Jared worked with his father for eight years in the family business before spending a couple of years doing sewer and water main for a local excavation contractor.

When he decided to jump into the custom crushing business in the summer of 2019, Arro Crushing purchased a small mobile impact crusher to do smaller jobs, but quickly realized they needed a larger model to operate more efficiently and bid on larger jobs.

“We were cleaning up old barns, any small little pile we could get our hands on,” he says. “We realized that we were going to need a bigger machine that can produce more and do jobs more cost effectively.”

To find the right piece of equipment for his operation, Jared began checking out the various crushers available. He eventually found the Keestrack brand on the website of equipment dealer Frontline Machinery, which has branches in Woodstock, Ont. and Chilliwack, B.C.
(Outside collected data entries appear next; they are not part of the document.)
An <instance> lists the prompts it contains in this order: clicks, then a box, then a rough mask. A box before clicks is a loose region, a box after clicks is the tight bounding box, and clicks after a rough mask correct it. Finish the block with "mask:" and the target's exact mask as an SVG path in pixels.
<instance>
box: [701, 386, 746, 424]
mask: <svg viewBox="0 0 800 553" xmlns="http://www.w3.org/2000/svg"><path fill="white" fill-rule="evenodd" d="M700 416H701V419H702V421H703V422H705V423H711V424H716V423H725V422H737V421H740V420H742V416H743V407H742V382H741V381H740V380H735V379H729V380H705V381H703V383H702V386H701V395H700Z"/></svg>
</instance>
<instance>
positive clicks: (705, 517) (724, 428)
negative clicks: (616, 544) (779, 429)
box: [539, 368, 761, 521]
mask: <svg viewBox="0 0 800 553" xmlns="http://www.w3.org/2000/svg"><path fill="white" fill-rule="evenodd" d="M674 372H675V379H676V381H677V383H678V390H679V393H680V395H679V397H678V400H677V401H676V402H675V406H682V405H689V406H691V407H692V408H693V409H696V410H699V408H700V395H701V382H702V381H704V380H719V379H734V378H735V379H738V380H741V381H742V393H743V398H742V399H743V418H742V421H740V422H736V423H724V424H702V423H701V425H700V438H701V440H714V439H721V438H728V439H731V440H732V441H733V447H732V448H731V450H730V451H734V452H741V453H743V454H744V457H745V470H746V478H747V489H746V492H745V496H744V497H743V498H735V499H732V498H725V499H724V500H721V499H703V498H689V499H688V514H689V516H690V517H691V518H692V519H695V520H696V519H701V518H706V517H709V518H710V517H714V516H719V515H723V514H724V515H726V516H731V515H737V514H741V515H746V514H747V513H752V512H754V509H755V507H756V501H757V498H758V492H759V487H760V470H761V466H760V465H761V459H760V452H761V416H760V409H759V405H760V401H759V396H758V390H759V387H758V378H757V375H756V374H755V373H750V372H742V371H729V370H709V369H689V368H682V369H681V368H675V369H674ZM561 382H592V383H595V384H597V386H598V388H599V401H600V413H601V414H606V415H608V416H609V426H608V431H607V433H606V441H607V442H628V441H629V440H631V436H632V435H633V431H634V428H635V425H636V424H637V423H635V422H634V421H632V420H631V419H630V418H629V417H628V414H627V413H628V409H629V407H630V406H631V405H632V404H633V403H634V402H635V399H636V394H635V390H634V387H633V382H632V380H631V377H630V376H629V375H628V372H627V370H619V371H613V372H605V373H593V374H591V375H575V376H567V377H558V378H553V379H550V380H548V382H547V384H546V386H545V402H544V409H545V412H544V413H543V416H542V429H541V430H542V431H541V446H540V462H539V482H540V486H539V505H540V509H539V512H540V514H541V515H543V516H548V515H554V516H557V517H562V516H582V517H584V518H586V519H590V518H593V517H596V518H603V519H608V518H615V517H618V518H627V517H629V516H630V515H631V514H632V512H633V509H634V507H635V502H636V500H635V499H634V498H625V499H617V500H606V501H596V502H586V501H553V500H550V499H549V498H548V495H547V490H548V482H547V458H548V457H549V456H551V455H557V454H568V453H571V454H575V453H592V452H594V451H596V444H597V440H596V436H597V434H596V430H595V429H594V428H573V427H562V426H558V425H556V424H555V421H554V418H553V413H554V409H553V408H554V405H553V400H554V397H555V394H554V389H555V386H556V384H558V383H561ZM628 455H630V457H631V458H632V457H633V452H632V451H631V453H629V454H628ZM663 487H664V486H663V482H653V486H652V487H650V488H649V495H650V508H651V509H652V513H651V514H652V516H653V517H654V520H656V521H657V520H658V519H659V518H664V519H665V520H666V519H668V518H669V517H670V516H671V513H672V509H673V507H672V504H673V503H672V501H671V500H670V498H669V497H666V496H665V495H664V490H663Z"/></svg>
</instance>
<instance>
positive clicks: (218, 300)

“I had a couple of large jobs lined up, so I called them up. It took one phone call to figure out what machine I wanted,” Jared recalls.
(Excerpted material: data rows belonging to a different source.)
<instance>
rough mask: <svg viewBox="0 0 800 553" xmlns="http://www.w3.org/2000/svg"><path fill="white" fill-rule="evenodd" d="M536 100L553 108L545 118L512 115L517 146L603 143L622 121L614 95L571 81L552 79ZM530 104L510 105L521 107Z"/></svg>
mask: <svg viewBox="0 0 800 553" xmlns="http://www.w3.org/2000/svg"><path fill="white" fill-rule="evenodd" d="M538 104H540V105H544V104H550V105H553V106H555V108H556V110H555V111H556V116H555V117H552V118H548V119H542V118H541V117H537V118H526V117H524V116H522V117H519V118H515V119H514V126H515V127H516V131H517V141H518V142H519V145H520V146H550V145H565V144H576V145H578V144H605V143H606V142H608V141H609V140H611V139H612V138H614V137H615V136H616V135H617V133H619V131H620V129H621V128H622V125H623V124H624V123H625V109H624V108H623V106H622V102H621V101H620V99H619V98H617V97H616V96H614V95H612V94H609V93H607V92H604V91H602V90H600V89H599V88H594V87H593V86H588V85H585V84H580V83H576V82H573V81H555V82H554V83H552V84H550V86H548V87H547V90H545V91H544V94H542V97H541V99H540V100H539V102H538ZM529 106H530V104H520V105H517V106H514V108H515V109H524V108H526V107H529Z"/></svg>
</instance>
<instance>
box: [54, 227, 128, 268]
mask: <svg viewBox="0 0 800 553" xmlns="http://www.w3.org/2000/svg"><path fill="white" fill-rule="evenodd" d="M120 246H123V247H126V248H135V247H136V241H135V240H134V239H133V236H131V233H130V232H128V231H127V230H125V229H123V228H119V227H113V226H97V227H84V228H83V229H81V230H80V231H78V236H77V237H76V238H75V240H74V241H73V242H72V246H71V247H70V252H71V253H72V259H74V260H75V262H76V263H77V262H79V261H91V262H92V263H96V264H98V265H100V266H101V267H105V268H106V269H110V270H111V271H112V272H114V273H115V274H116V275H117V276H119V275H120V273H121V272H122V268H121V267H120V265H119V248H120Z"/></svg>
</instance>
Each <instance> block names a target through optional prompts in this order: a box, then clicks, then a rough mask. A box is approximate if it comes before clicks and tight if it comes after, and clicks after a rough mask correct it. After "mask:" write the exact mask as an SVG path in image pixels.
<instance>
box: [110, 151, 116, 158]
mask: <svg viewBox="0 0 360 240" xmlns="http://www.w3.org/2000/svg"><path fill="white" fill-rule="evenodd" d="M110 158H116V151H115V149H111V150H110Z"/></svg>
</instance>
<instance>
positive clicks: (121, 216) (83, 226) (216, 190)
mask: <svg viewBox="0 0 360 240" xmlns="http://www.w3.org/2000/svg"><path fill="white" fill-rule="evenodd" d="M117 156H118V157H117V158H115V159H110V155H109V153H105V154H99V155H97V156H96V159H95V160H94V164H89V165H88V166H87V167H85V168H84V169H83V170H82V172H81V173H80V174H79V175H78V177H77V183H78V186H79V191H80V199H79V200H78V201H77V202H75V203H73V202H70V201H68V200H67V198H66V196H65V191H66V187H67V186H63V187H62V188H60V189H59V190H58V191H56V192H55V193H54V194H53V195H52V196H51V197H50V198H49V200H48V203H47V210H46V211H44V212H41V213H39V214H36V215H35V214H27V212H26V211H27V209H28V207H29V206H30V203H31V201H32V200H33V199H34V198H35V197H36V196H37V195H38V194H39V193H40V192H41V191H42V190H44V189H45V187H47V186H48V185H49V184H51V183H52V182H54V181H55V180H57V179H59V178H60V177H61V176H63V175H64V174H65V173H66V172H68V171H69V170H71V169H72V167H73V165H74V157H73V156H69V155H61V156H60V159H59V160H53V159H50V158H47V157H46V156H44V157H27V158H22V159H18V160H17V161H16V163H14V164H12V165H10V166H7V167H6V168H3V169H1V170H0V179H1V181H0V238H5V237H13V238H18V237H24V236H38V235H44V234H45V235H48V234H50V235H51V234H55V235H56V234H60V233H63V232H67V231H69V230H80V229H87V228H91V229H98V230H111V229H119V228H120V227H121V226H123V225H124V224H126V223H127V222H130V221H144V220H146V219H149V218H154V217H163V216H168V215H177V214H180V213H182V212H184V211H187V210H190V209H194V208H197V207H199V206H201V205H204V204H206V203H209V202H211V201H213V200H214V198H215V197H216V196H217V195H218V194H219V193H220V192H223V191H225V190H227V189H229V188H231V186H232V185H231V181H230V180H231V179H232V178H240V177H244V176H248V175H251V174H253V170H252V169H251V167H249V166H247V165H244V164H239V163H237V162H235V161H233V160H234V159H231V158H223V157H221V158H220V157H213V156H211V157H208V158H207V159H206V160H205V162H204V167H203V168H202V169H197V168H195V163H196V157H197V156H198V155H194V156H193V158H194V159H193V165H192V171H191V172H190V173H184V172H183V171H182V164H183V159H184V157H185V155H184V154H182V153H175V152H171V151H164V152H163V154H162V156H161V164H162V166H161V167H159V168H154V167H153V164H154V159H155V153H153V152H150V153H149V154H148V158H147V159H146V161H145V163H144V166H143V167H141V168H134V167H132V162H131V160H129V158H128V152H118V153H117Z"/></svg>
Arro Crushing ended up opting for a Keestrack R5 mobile track-mounted impact crusher.

“Often when I bring the R5 to a site, people perceive it as a 30-tonne machine due it being so compact, when it is in fact a 50-tonne,” Jared says.
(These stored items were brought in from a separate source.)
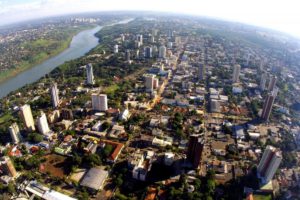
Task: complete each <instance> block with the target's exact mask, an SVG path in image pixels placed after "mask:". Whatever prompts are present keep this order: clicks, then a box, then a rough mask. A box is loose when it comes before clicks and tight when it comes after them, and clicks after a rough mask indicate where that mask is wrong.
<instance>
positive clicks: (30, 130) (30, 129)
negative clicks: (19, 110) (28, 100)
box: [20, 104, 35, 132]
mask: <svg viewBox="0 0 300 200" xmlns="http://www.w3.org/2000/svg"><path fill="white" fill-rule="evenodd" d="M20 116H21V118H22V121H23V123H24V126H25V128H26V130H27V131H28V132H32V131H35V126H34V120H33V117H32V113H31V108H30V105H28V104H25V105H23V106H22V107H20Z"/></svg>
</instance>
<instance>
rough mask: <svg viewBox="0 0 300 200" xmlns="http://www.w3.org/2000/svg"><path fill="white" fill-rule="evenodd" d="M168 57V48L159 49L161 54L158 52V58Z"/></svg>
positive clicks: (164, 47) (165, 47) (163, 57)
mask: <svg viewBox="0 0 300 200" xmlns="http://www.w3.org/2000/svg"><path fill="white" fill-rule="evenodd" d="M166 55H167V48H166V47H165V46H164V45H162V46H160V47H159V52H158V57H159V58H166Z"/></svg>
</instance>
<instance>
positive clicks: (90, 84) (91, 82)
mask: <svg viewBox="0 0 300 200" xmlns="http://www.w3.org/2000/svg"><path fill="white" fill-rule="evenodd" d="M86 77H87V81H86V82H87V84H89V85H93V84H94V83H95V81H94V73H93V65H92V64H91V63H89V64H87V65H86Z"/></svg>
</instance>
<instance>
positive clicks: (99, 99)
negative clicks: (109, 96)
mask: <svg viewBox="0 0 300 200" xmlns="http://www.w3.org/2000/svg"><path fill="white" fill-rule="evenodd" d="M92 107H93V110H97V111H106V110H107V109H108V105H107V96H106V94H92Z"/></svg>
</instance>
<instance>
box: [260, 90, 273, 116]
mask: <svg viewBox="0 0 300 200" xmlns="http://www.w3.org/2000/svg"><path fill="white" fill-rule="evenodd" d="M274 100H275V96H274V95H273V94H268V96H267V98H266V100H265V102H264V106H263V110H262V113H261V118H262V119H263V120H266V121H268V120H269V117H270V114H271V112H272V107H273V103H274Z"/></svg>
To date, they’ve been very happy with the machine and the service they’ve received from Frontline Machinery.

“When we need parts and service, Frontline is there for us,” Jared says.

The operation has grown in the short time it has been operating, adding two full-time employees. Jared has seen increased interest in his services over the past year, due to the benefits his company can offer aggregate producers.

“By leveraging the use of recycled concrete, pits can extend the lifespan of their pit substantially,” he says, adding that one customer they are crushing for has indicated that by incorporating recycled concrete they have reduced their virgin aggregate demands and extended the lifespan of their pit by more than 20 years. “We consider ourselves to be a very dynamic, flexible and a nimble player in the market. We are willing to entertain all sorts of challenges and do non-conventional crushing jobs.”

The primary products Arro Crushing produces are 3/4”, 2” and 4” recycled concrete, but the company’s R5 can also produce a variety of other specs depending on the needs of the job.

“We can pretty much crush whatever the client needs,” Jared says. “If we don’t know how to do a job, we are willing to learn.”

The company sometimes rents an additional Keestrack R3 mobile crusher – the smaller version of the R5 – to work on smaller jobs simultaneously.

Jared sees many growth opportunities on the horizon for Arro Crushing, including working on larger jobs, increasing their production capacities, and adding more units to their fleet.

“Our long-term vision is to one day have our own recycling yard,” he says.

At the end of the day, what does Jared enjoy the most about running his own crushing operation? Relationships.

“I enjoy building the relationships with the different quarries and pits that we work in,” he says. “I really enjoy leaving a site after cleaning up a nasty pile of concrete and leaving them a nice pile of aggregate that they can sell.”